Le paludisme est dû à l’action délétère d’un parasite microscopique, transmis à l’homme par la piqure de moustiques du genre Anopheles. En 2016, cette maladie a affecté 216 millions de personnes dans le monde et en a tué 445 000, dont 90 % d’enfants subsahariens de moins de 5 ans. Jusqu’à l’année dernière, ces chiffres connaissaient une constante diminution, notamment grâce à la généralisation de l’usage des moustiquaires imprégnées d’insecticides autour des lits. Mais cette amélioration marque le pas, en raison vraisemblablement de résistances des moustiques aux produits employés. Car la lutte contre les vecteurs à l’aide d’insecticides sur les lieux où se produisent les piqures, est le fer de lance de la prévention de la maladie.

Polymorphisme insoupçonné

« Pour la première fois, nous avons séquencé et analysé l’intégralité du génome de 765 moustiques, des Anopheles gambiae et des Anopheles coluzzii, provenant de 15 localités distribuées sur l'ensemble du continent africain », indique le chercheur. Le résultat de l’analyse génomique de ces insectes s’avère pour le moins surprenant. Ils présentent en effet un polymorphisme génétique 2 fois plus élevé que celui des populations africaines de la mouche drosophile et 10 fois plus élevé que celui d’Homo sapiens ! Ainsi, ces diptères vivant dans des milieux très divers – des confins sahéliens arides, aux forêts équatoriales humides -, affichent de multiples différences dans la structure et disposition de leurs gènes.

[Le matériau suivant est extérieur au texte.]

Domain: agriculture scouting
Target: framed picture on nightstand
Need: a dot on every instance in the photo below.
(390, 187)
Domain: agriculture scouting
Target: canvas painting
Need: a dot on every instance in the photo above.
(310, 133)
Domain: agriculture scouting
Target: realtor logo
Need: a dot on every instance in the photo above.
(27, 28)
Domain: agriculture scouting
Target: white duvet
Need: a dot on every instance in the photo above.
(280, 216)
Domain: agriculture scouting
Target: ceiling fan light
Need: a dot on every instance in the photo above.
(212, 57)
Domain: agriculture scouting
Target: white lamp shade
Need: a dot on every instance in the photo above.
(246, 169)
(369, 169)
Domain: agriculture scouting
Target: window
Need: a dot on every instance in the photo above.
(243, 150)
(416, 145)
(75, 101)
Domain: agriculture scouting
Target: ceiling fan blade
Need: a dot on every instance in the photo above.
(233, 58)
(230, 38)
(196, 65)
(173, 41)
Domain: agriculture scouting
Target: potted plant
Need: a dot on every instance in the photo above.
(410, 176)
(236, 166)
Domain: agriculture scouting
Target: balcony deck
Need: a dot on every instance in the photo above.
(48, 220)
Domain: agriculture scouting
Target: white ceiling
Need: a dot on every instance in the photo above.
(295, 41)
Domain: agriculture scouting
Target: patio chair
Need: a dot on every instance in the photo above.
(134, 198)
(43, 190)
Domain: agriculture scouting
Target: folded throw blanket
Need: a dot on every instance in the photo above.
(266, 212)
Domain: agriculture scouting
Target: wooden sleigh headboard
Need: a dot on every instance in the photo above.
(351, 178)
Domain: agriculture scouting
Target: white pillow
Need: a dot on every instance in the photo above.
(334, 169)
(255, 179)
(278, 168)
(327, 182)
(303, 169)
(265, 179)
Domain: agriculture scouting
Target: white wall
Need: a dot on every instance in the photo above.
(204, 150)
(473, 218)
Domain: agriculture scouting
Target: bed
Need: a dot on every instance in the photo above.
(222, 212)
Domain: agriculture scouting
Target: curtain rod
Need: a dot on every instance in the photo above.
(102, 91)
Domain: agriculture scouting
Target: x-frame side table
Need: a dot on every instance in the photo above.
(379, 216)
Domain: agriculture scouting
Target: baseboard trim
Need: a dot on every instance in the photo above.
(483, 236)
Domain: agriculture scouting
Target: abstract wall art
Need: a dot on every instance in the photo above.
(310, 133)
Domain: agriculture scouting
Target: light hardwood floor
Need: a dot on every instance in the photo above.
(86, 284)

Circulation de gènes entre populations

Néanmoins, il existe au niveau de certains gènes une perméabilité entre les diverses populations d’anophèles. Elle permet à des caractères de passer de l’une à l’autre, à l’occasion de rencontres reproductives entre leurs membres. « Concrètement, cela explique comment des mutations, conférant des résistances à certaines molécules chimiques utilisées pour lutter contre ce vecteur, peuvent se propager dans des groupes d’insectes pourtant distincts, et rapidement d’un bout à l’autre du continent », indique à son tour son collègue Diego Ayala. Conjugué au manque d’innovation dans le domaine des insecticides et aux restrictions réglementaires quant à leur usage, ce problème complique singulièrement la lutte conventionnelle contre le vecteur. Certains scientifiques envisagent donc de développer des approches fondées sur la bio-ingénierie génomique.

Modifications de gènes

Il s’agit par exemple d’intervenir sur les gènes des moustiques - d’en insérer, d’en bloquer - pour rendre ces insectes stériles ou impropres à la transmission des parasites du paludisme. Par l’application de méthodes de forçage génétique, ces modifications auraient ensuite vocation à se diffuser dans les populations de vecteurs ou, à contrarier leur reproduction. « Mais là aussi, nos travaux montrent quelques subtilités qui pourraient rendre l’entreprise plus compliquée que prévu, note-t-il. Les gènes et les séquences d’ADN intéressant une telle stratégie montrent un fort polymorphisme et, en conséquence, pourraient rapidement donner lieu à des résistances, comme d’ailleurs déjà observé dans des expériences en cage avec des moustiques de labo ». Face à ces contraintes, la lutte génétique devra vraisemblablement cibler plusieurs gènes d'intérêt.